Friday Ramblings, Realities and -Isms- The one about Restlessness
Rambling is defined by Webster as:
passing from one topic to another
using or containing more words than necessary to express an idea
Reality is defined by Webster as:
the quality or state of being real
a real event, entity, or state of affairs
totality of real things and events
something that is neither derivative nor dependent but exists necessarily
-Isms are just my own colloquialisms .
This week was in this order:
Shit
Shit
Damn
Damn
Stress
Meetings
Shit
Shit
Meetings
Conference
Reading
Researching
Shit
Exhausted
The start up was chosen by the Africa Lab to attend their 1st Asian Africanist Camp a two day camp event. They fed me, yup pescatarian food! I learned a lot and I was impressed and moved by the interest in Africa! 95% of the room were polyglots. The conference was two hours away from my apartment, so on the bus I just crashed going and coming back. I won second place for our short oral presentation competition.
I had a meeting from 2am-3:somethinga.m by an individual that I can see will be part of this entrepreneur path. I was encouraged tremendously.
Exhausted ….
I feel defeated and sometimes I feel so behind the curve. There is this feeling of grind, grind, grind and nothing is happening. My dream is to fight for a narrative about Africa but I might just tell everyone I am going to Jupiter. It is the dream and drive to change this narrative that keeps me going, but I feel so defeated at times. It feels like this restless battle of fighting and fighting.
The drinking culture here is breathtaking and Ijust don't know If I can take anyone seriously that finds courage in fermented grains.
I wish so bad that this can happen, I know it can work. I can cry just been so close to my dream and nothing. I am trying so hard and it shows physically as I am a size 0/1. I was a 2/4 arriving the last week of April.
Agent Orange and My Dreams
Despite the outside perception, I really wish to be on this side on the planet. I get restless at times worried that I might wake up and just like that: No Kimchi Land, No Sushi Land and Goodbye Alaska. I am beyond unease that Agent Orange has yet to speak on Africa and some of the leaders not understanding he doesn't have the patience they are spoiled too.
What am I doing with the stress?
I am afraid nothing really!! I mean I try to meditate but I have to literally go and go.

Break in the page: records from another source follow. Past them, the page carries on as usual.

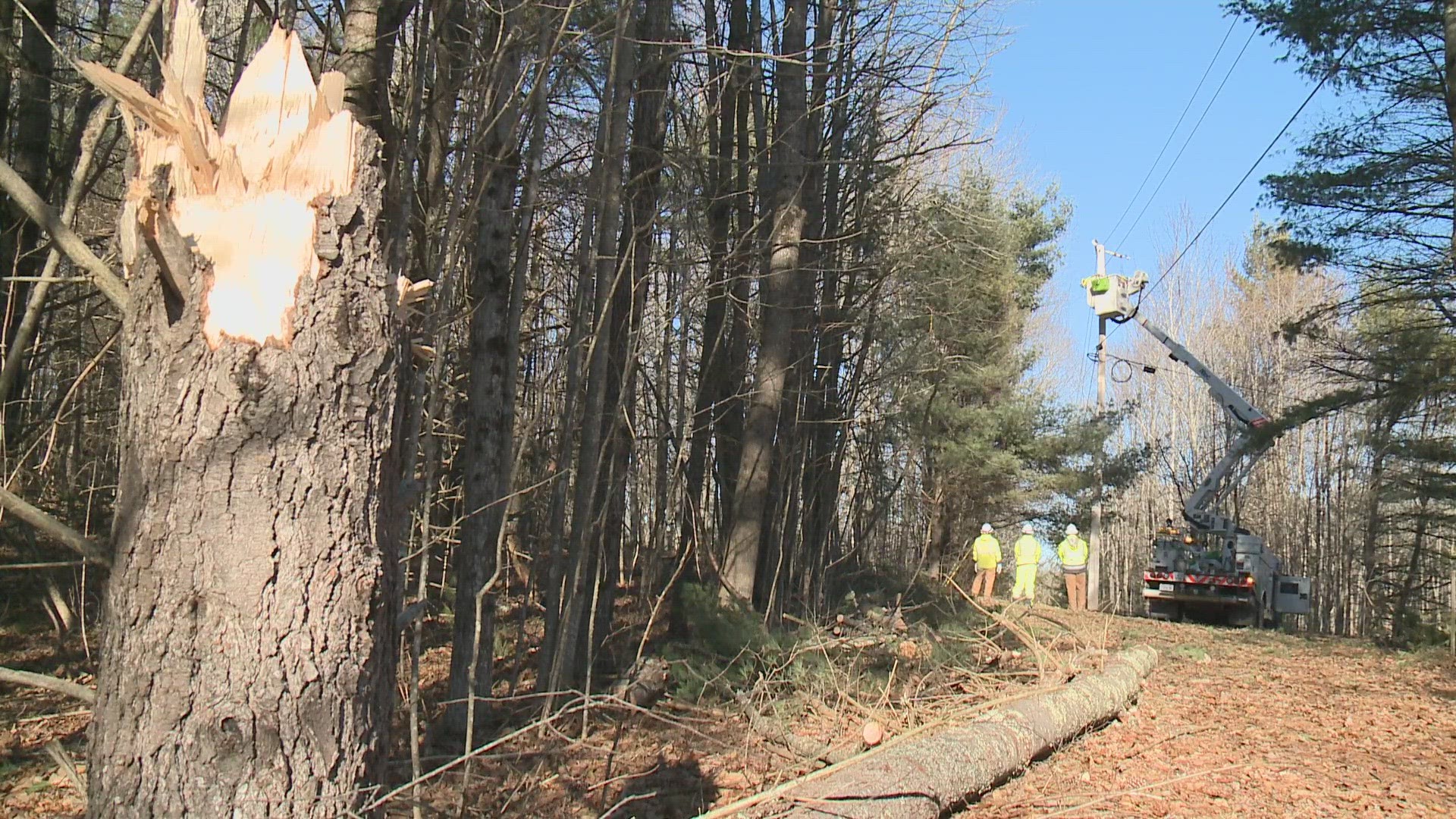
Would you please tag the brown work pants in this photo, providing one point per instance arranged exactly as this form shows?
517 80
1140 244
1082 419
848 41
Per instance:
1078 591
984 583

This is my dream and I don’t know how not to feel every feeling that I am feeling about my company. I don't half, ass, I never half ass.
I know my relevance to the universe is no more or less than the particles that make up my Planet Jupiter. However from the water, I am the Giraffe, I am the Elephant and the hand. My legacy and dynasty from the past to the present will not be forgotten. I will offer the silk road Cassava Diplomacy!